Le reste à charge se finance, il ne se paie pas nécessairement au comptant : sur le cas type à Boulleret, le reste à charge d'un ménage très modeste ressort à 6 000 € après aide ANAH et prise en charge de l'accompagnement. Étalé sur quinze ans en éco-prêt à taux zéro, cela représente de l'ordre de 35 € par mois, à comparer aux 1 620 € d'économie annuelle attendue sur la facture d'énergie.
Le gisement local se lit dans les mêmes données : de l'ordre de 633 maisons individuelles, un bassin de travaux structuré autour de CC Pays Fort Sancerrois Val de Loire, 237 diagnostics publiés pour 1 000 résidences principales. Ce volume ne préjuge d'aucune éligibilité individuelle : il indique seulement où se concentrent, à Boulleret, les situations où le scénario décrit sur cette page a le plus de chances d'être pertinent.
Statut d'occupation à Boulleret : 537 logements occupés par leur propriétaire, soit 83 % du parc. La décision d'engager un scénario de gain de classes, de deux à quatre y est directe ; ailleurs, elle passe par un bailleur dont le calcul de rentabilité et les aides diffèrent.
Base ADEME : 153 diagnostics enregistrés à Boulleret, soit un taux de 237 pour 1 000 logements. Plus ce taux est élevé, plus la demande adressée à un auditeur énergétique qualifié est soutenue — et plus il faut anticiper la réservation d'un créneau pour un scénario de gain de classes, de deux à quatre (six à dix mois du diagnostic à la réception).
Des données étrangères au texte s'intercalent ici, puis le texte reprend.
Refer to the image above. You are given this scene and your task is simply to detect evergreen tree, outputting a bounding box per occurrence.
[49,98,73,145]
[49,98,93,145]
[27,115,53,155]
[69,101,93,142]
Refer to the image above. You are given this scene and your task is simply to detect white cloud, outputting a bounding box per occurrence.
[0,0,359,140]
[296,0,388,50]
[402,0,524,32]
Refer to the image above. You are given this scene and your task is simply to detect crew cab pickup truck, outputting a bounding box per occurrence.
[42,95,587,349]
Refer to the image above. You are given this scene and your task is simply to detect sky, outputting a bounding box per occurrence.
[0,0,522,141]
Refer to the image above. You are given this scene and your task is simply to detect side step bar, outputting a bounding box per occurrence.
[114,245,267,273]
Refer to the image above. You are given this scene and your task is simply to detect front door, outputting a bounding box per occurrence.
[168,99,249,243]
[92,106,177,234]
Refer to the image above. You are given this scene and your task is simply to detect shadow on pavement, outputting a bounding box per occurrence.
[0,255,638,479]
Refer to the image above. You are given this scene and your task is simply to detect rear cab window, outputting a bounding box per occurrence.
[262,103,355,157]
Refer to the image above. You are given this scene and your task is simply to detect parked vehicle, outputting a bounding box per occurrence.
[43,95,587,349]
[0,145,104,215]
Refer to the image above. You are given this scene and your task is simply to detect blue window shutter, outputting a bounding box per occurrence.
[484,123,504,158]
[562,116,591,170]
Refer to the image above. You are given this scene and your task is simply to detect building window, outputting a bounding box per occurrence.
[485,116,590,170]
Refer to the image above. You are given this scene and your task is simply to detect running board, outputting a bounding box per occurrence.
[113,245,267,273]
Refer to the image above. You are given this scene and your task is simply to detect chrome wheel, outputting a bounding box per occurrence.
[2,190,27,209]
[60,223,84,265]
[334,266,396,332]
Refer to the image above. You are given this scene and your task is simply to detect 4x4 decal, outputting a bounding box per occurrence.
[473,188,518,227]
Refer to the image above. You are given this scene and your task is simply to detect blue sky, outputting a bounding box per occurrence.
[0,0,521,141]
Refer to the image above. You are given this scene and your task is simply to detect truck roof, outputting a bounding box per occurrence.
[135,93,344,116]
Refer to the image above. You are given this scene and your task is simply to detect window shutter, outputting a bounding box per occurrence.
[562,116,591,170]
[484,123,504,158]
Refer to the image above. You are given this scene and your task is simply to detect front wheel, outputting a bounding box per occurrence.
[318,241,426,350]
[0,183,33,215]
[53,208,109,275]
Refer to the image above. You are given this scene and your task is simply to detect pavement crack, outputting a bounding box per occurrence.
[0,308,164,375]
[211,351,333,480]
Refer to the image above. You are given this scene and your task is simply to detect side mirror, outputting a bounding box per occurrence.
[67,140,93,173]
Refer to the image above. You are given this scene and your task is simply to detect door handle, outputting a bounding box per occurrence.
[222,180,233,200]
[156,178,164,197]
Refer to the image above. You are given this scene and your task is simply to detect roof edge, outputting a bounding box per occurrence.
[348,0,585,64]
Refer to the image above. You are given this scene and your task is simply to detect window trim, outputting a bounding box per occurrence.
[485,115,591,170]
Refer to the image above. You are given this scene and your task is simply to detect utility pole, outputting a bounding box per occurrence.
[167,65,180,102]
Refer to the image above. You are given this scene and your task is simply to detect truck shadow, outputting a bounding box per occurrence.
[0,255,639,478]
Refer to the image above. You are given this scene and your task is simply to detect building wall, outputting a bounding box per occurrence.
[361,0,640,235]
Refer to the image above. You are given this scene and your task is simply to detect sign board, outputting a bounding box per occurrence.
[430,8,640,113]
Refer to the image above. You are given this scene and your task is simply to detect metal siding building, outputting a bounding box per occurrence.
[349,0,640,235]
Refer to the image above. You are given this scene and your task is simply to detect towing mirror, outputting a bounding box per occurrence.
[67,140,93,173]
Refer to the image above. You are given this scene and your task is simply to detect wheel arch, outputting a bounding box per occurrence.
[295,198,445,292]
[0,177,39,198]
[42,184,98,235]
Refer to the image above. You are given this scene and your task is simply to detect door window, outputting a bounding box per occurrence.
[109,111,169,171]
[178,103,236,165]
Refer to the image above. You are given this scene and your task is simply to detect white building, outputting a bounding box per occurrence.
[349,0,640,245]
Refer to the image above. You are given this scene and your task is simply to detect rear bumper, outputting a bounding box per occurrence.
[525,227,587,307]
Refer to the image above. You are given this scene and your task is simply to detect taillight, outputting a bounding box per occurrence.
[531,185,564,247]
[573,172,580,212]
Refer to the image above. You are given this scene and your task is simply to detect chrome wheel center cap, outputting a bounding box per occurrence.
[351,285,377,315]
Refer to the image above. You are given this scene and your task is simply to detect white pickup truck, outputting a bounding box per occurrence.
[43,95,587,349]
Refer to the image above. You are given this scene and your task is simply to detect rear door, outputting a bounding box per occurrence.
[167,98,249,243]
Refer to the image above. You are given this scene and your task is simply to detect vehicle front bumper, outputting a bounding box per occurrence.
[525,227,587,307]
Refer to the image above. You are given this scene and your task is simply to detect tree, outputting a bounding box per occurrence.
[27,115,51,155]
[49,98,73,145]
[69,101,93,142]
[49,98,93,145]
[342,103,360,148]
Point de vigilance financier à Boulleret : un scénario dimensionné au ras du seuil, qui bascule d'une classe au contrôle. Une reprise représente 10 à 20 % du poste, soit 6 600 € à 13 200 €, sans nouvelle aide mobilisable — d'où l'intérêt d'un contrôle en cours de chantier plutôt qu'à la réception.
Le parc local commande la faisabilité : sur 646 résidences principales, on estime 633 maisons individuelles (98 %) à Boulleret. L'atteinte du seuil de classe, qui se joue parfois à quelques kWh y devient l'arbitrage dominant, bien avant le choix de matériau, pour un scénario de gain de classes, de deux à quatre.
Sur la durée de vie de l'ouvrage, un scénario de gain de classes, de deux à quatre à Boulleret suppose un calcul 3CL-DPE avant et après travaux par le même opérateur maintenu dans le temps. Rapporté à vingt ans d'usage, le poste chiffré à 66 000 € revient à 3 300 € par an avant aides, montant à mettre en regard de l'économie de facture et non du seul prix d'achat.
Deux classes ou trois, la différence est d'abord financière : 30 000 € HT contre 40 000 € HT d'assiette à Boulleret. Le saut de classes pesant environ 66 000 €, il reste à comparer le coût du lot supplémentaire au gain d'aide obtenu en franchissant le palier.
Une moyenne de 2.16 personne(s) par logement à Boulleret : ce chiffre paraît anodin, il commande pourtant le débit de ventilation, le volume d'eau chaude et donc la cohérence de un scénario de gain de classes, de deux à quatre avec le reste du bouquet.